You’ll Want To, But Don’t …

         Hit driver on No. 15, a severe dogleg-left par-4 that plays up to 350 yards. It’s tempting, especially if you hit a draw, but there’s little reward for the risk of unnecessarily bringing huge water on the left and sand dead-ahead into play. Sometimes there’s something to be said for letting an easy hole play easy. Just float a rescue or iron out right and be happy with a wedge shot into a receptive green.  Your round may be able to use a painless par at this point.

 Don’t Let This Hole Hit You on The Way Home

         The par-5 No. 16 can trip you up in you’re not careful. Maybe it’s the off-set tee box, but tee shots have a way of going right here and either end up OB or tree-trapped. Left is no picnic, either, thanks to a bunker complex. If you’re hitting it great and straight, by all means fire way. If not, checking down to something that gives you 220-250 yards in the fairway may be your play. Avoid trouble off the tee and there’s little left to worry about besides an occasionally tricky pin position.

 Best Chance to End Up Buying A Round for the House (Hole-in-One)

         You can make a case for No. 3, but I’m going to go with the straightaway No. 17. It can play up to 194 yards, but often plays much shorter and has a green with several receptive pin placements. You can be aggressive with this one.

 You’ll Break 90 if …

         You avoid big trouble early in the round and spend the rest of the day playing catch up, although you can certainly do it on the back.

 You’ll Break 80 if …

         You can steal a birdie from the opening holes and take advantage of the very score-able par-5s and 4s.

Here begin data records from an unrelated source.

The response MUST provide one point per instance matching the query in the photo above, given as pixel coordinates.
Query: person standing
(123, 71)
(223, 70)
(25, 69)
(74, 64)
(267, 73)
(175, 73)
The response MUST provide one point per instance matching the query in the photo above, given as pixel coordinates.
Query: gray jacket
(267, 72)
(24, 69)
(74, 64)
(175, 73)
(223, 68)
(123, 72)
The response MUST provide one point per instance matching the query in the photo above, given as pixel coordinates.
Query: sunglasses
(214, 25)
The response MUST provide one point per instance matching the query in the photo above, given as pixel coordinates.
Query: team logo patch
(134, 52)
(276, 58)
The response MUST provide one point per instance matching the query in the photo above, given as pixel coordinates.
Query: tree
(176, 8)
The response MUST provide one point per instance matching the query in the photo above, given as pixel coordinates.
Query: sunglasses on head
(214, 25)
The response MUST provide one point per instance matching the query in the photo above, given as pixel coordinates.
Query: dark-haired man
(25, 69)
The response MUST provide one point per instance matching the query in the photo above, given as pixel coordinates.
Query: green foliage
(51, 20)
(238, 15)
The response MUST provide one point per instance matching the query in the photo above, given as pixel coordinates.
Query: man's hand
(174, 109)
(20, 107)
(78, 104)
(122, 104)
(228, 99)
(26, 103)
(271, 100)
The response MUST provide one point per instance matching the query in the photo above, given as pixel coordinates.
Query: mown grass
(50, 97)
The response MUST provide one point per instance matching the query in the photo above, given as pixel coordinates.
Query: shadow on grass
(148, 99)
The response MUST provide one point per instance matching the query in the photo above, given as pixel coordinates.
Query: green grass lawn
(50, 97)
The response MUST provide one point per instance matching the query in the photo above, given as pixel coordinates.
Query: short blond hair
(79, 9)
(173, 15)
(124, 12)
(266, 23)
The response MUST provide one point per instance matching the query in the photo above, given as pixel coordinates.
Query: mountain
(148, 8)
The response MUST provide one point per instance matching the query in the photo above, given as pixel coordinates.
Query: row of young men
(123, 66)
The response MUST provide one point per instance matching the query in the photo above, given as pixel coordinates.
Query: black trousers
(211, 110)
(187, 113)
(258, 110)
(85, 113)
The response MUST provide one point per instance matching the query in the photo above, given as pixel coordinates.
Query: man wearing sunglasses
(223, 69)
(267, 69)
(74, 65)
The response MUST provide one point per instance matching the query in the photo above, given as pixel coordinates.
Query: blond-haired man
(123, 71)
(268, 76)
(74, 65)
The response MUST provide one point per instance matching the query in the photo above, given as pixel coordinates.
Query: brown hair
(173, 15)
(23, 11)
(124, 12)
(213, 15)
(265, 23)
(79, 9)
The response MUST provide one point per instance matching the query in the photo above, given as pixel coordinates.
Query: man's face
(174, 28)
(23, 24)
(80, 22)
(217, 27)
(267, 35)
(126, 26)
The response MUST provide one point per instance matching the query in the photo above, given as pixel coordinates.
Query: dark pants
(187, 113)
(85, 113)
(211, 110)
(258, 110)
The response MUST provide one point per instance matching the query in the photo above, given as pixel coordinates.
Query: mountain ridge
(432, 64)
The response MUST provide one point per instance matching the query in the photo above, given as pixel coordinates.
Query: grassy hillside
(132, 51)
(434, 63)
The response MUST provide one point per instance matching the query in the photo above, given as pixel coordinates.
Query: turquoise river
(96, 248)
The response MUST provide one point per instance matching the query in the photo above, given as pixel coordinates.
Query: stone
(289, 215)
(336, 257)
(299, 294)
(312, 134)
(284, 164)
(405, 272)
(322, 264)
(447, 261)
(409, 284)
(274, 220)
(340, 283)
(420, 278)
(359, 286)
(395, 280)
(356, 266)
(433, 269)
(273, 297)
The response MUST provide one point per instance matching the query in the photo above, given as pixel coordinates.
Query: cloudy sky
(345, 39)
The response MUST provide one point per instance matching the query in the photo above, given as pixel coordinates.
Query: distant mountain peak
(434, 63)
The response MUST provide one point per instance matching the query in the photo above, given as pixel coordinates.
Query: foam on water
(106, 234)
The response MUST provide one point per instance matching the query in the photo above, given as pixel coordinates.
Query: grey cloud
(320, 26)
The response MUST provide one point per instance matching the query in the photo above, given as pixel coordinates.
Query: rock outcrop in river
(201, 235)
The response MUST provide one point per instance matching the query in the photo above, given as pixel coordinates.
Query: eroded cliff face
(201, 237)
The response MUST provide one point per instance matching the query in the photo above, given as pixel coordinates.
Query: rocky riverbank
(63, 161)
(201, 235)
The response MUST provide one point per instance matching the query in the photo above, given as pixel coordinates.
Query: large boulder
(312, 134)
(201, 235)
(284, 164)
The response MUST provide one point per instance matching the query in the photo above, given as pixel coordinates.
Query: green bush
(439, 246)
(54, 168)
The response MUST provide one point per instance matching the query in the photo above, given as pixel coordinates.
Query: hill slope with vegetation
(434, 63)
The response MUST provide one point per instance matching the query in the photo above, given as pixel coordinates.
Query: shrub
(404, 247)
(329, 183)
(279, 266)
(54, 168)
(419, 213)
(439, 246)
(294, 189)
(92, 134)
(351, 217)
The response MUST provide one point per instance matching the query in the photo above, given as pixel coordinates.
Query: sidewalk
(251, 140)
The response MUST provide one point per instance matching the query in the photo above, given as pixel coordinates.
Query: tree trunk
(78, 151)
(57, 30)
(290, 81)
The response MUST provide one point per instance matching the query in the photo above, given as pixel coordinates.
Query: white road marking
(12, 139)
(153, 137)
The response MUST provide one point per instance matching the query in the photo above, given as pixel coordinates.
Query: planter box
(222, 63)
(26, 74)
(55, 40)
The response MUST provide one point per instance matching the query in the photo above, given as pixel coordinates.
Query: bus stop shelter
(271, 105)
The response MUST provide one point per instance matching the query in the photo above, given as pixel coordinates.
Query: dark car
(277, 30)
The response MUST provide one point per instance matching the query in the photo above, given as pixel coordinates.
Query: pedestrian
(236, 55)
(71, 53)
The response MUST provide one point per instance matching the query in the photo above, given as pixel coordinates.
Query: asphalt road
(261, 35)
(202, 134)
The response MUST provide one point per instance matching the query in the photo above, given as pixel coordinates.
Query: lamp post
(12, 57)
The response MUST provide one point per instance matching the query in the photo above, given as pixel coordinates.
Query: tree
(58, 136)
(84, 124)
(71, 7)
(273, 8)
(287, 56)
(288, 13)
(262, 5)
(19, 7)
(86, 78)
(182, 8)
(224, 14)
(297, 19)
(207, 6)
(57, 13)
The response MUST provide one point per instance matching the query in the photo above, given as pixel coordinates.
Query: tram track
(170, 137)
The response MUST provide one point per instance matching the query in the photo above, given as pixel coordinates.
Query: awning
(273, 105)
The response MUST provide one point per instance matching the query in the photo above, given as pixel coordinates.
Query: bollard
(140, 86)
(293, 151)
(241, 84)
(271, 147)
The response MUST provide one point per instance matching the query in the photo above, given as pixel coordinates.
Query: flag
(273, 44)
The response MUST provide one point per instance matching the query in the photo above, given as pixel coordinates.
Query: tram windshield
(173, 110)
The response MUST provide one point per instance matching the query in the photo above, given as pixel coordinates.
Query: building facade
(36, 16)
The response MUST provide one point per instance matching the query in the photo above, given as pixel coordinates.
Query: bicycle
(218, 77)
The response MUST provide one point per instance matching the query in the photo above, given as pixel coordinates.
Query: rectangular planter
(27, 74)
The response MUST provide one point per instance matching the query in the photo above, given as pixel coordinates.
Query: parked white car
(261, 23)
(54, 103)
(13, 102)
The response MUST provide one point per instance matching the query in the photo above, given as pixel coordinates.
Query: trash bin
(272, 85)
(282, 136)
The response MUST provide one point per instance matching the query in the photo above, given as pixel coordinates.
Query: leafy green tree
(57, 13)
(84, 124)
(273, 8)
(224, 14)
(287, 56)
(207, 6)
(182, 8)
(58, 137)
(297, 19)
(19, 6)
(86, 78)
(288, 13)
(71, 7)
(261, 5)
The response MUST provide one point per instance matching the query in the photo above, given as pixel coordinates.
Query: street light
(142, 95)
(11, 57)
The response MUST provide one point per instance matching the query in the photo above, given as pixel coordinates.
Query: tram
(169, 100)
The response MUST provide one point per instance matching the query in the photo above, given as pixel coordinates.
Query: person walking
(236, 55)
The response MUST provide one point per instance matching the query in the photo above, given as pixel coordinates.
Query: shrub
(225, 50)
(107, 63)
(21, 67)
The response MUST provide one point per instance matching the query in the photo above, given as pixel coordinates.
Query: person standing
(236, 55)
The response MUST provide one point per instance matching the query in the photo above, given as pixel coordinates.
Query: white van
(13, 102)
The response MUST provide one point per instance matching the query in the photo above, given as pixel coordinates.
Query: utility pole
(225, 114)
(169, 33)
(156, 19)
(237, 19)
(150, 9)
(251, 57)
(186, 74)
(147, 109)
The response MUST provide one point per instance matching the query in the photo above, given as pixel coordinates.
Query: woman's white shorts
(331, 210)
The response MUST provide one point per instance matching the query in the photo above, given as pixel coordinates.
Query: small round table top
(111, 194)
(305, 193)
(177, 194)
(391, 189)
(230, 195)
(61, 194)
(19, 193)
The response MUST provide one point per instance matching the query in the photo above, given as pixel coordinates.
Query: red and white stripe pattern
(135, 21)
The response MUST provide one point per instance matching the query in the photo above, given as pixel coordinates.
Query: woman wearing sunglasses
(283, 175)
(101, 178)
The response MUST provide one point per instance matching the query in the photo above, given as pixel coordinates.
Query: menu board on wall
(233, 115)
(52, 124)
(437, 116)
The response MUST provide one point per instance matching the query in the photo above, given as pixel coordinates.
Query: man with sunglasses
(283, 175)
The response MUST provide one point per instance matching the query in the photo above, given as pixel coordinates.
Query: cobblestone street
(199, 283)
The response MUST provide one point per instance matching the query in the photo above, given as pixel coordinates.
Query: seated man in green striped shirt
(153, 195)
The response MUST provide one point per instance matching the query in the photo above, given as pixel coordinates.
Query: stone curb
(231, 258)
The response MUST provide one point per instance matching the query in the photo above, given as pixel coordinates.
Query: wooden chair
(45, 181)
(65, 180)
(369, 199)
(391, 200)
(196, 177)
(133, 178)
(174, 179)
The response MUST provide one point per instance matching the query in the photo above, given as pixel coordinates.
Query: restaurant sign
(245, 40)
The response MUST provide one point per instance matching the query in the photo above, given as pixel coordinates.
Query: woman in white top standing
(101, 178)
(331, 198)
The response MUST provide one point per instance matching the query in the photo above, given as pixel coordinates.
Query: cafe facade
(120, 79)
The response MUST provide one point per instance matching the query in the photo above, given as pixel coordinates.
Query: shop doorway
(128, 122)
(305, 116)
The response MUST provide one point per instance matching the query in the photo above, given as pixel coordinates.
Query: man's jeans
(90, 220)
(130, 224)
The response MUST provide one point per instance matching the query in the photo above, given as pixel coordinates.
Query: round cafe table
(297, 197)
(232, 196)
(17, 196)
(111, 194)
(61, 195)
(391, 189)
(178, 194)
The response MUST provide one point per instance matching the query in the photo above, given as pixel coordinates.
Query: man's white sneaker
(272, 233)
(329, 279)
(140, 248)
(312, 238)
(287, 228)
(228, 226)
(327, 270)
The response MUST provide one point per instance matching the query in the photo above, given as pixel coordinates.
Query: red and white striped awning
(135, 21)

 But You’ll Probably be Happy With …

         A scorecard full of pars and a few solid birdies, particularly if one of them is on the par-3 No. 7. There’s a something especially satisfying about getting a two there after negotiating the water, wind and a green with a huge ridge in it. If the pin is on the lower tier, you can have fun watching the ball filter back to the hole and maybe give you the shot of a lifetime.